Studies show us what Mother Theresa seemed to know, loneliness increases risk of death by 45 percent and chance of developing dementia by 64 percent.

What is unfortunate is that there are not nearly as many studies on interventions that help alleviate chronic loneliness and isolation. What is known is that loneliness, a feeling of not feeling connected with others, and isolation, the actual absence of others, are different. Treatment of each may overlap, but steps to improve relationships may be quite different.
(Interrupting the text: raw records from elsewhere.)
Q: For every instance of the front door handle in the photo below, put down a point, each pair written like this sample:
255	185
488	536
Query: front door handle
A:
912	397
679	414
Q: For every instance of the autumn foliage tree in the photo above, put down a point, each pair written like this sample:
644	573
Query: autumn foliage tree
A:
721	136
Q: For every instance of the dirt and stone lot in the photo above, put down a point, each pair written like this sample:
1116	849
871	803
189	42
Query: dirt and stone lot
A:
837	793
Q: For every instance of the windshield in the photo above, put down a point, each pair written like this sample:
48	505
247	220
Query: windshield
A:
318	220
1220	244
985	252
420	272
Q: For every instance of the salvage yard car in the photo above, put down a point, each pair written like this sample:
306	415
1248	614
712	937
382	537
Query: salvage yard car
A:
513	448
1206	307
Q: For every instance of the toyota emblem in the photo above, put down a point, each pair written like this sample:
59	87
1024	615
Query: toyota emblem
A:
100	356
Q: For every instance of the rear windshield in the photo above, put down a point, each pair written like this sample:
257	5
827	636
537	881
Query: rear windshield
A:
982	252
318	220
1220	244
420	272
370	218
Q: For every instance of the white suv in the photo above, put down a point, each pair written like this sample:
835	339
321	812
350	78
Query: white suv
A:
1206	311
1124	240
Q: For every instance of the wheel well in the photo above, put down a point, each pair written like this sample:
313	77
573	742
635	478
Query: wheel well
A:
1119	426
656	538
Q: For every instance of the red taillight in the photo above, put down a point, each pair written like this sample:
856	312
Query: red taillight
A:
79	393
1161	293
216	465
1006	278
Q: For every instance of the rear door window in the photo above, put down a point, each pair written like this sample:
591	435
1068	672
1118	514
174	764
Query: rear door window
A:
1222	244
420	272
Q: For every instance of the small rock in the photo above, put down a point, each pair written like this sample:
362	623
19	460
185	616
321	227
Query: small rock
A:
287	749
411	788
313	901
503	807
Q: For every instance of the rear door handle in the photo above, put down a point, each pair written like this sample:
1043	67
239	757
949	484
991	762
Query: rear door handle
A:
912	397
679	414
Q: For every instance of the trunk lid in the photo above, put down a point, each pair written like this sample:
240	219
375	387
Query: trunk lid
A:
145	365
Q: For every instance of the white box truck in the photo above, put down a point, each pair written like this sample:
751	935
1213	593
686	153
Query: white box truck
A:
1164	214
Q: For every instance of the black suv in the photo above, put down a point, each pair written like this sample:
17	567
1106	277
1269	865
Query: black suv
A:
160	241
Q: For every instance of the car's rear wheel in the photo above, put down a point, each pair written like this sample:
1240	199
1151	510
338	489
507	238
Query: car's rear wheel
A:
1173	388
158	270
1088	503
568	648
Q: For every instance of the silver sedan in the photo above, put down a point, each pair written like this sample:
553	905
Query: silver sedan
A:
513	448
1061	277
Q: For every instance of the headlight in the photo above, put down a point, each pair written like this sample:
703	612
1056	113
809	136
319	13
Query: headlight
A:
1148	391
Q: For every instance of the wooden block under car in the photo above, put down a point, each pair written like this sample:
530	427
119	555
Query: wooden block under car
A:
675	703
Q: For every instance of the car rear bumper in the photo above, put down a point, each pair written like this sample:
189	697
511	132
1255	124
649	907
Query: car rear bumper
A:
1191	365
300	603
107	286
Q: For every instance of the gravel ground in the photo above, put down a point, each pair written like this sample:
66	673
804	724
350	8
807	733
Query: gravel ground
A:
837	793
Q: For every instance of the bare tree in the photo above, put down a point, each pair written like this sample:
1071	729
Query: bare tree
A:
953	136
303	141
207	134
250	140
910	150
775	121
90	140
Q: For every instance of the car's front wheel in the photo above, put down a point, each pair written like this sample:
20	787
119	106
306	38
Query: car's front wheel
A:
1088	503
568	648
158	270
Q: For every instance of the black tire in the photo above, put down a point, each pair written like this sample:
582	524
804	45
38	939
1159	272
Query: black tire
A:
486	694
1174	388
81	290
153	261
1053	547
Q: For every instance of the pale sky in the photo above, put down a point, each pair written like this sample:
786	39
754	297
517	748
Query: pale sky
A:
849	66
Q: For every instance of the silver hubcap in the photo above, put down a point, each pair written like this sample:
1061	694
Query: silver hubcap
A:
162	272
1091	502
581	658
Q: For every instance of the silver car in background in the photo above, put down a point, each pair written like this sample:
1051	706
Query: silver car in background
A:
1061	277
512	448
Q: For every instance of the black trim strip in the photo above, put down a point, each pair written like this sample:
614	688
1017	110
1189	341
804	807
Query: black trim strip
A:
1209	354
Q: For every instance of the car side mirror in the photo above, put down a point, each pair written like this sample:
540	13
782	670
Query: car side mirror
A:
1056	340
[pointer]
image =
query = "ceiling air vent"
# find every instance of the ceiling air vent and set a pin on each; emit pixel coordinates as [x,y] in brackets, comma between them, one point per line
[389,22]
Often there is a stigma we assign to loneliness and that judgement can lead to more loneliness and even additional judgement for not taking action to change how you are feeling. In order to lessen our loneliness we must let go of the belief that there is something wrong with feeling lonely. Whether your loneliness is a result of the loss of family and friends, due to moving, illness, or death, or lack of inter personal skills, loneliness is a common and curable circumstance. Sometimes just one connection during the day can lessen feelings of loneliness, such as the simple pleasantry exchanged with a Meals on Wheels driver.

Identifying that you or a loved one is experiencing loneliness and/or isolation is the first step. Creating opportunities for social interaction can be helpful, such as attending social programs, talking on the phone, and even joining Facebook and participating in postings can create feelings of connectivity. If developing meaningful connections is difficult, regardless of opportunity, then addressing the reasons for that must be addressed.

Combating loneliness is not a straight and narrow path, rather it is winding road that requires a willingness to embrace change and open ourselves to others. When you work toward ending your own loneliness and isolation, you are helping someone else with theirs.